Liberty Township administrative offices are located at 39 Topper Road, Fairfield, PA 17320; phone: 717-642-3780.
Liberty Township, which in earlier years was a portion of Hamiltonban Township along with Highland and Freedom Township, was settled by people of German and Scotch-Irish descent around the year 1736. Struggles involving boundary disputes, Indian relations, ethnic groups, and national issues clouded the early history of these settlers. However, these immigrants endured the hardships and began clearing the dense forest land for farming. Subsistence farming dominated at first, but by 1840 and the advent of more efficient transportation, commercial grain and livestock farming increased in consequence.
The Scotch-Irish were the most populous of the early settlement of Fairfield. This village was previously known as Millertown and the surrounding lands were known as Carroll's tracts. These tracts were large parcels surveyed and held by the Carroll family under Lord Baltimore's title before the County's southern boundary had been firmly established. At the time of the French and Indian War (1754-1763) the area of Hamiltonban Township was the scene of many Indian raids, although the natural barrier of South Mountain and the block houses to the north and west served to provide some degree of protection.
Subsequent to the formation of Adams County from York County in 1800, Liberty Township was created from Hamiltonban Township at the turn of the century.
Serving Adam County in the House of Representatives,Thaddeus Stevens was one of the most adamant and vociferous advocates of free public education. He was largely responsible for the Act of 1834 which established free schools and also for the defeat of an 1835 bill which would have repealed his efforts of the preceding year. Liberty Township was among the opposition to the creation of a free school system along with eight other Adams County townships, despite Stevens' critical role in the legislation.
Indian culture was a dominant influence in the area now recognized as Liberty Township prior to the advent of the white man. There is a stone found near the Maryland line known as "hominy stone" which Indians used to travel great distances to obtain in order to pound their hominy. Many arrowheads were discovered in the Township for a number of years indicating that the area was a popular Native American campground at one time.

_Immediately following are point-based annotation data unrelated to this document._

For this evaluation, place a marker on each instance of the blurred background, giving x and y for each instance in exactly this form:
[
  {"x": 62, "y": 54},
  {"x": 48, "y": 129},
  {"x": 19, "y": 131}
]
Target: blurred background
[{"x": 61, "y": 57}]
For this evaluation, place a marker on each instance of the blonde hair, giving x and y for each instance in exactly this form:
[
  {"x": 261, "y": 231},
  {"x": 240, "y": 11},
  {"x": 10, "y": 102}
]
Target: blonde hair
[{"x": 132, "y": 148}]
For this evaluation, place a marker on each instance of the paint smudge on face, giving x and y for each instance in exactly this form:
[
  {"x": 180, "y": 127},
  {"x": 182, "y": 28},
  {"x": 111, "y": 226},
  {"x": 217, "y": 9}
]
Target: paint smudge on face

The earliest permanent settlements in the municipality seem to have been established around 1736. These original Township settlements were known as Cochran's Tract to the east, Porter's Tract to the west, and McKesson's tract to the north. Upon the creation of Adam County, the first County convention was held in Gettysburg on September 23, 1800. James Thompson and David Agnew attended as delegates for Liberty Township. According to figures from 1810, the Township population was 1,079, roughly two hundred more persons than would be counted in Liberty Township in the 1980 U.S. Census. Those 1,079 citizens included 535 males, 491 females, and 49 free colored.
Perhaps the most famous resident of Liberty Township was also its first settler. Captain John Hanson Steelman (1655-1749) is said to have been the first white settler in Pennsylvania, west of the Susquehanna River. Of Swedish ancestry, Steelman was born in Philadelphia and kept company with such famous historical figures as William Penn. He came to Adams County as an Indian trader and interpreter and through his proficiency in Indian culture, gained the trust of the local tribes and may have played a part in resolving the Pennsylvania‑Maryland boundary dispute in this area. Although much of the information available regarding John Hanson Steelman is not well documented, a historical marker was placed in his honor at the intersection of Crum Road and Topper Road on November 29, 1924, near the village of Zora.
The most traumatic event in Adams County's modern history is undoubtedly the Battle of Gettysburg during the Civil War in 1863. A bloody battle between Union and Confederate forces occurred just a few miles from Fairfield and retreating Confederates from Gettysburg surely passed through the bounds of Liberty Township on their way south.
The latest major event of significance within the municipality involves the formation of Carroll Valley Borough and the split of Liberty Township into two separate, noncontiguous tracts. The development of Charnita, a subdivision with over 5,000 home sites and varied recreational facilities, in the 1960's prompted such a high degree of residential growth that a moratorium was placed upon the subdivision until centralized sewage facilities were constructed. This prompted Charnita to develop its own municipality, the Borough of Carroll Valley which comprises former portions of Liberty and Hamiltonban Townships, in September of 1975. A portion of Charnita still exists in the northeast quadrant of Liberty Township. Today, the Township is experiencing little land development pressure, but increasing influences from Frederick and Carroll Counties in Maryland continue to indicate possible mass emigration to southwestern Adams County.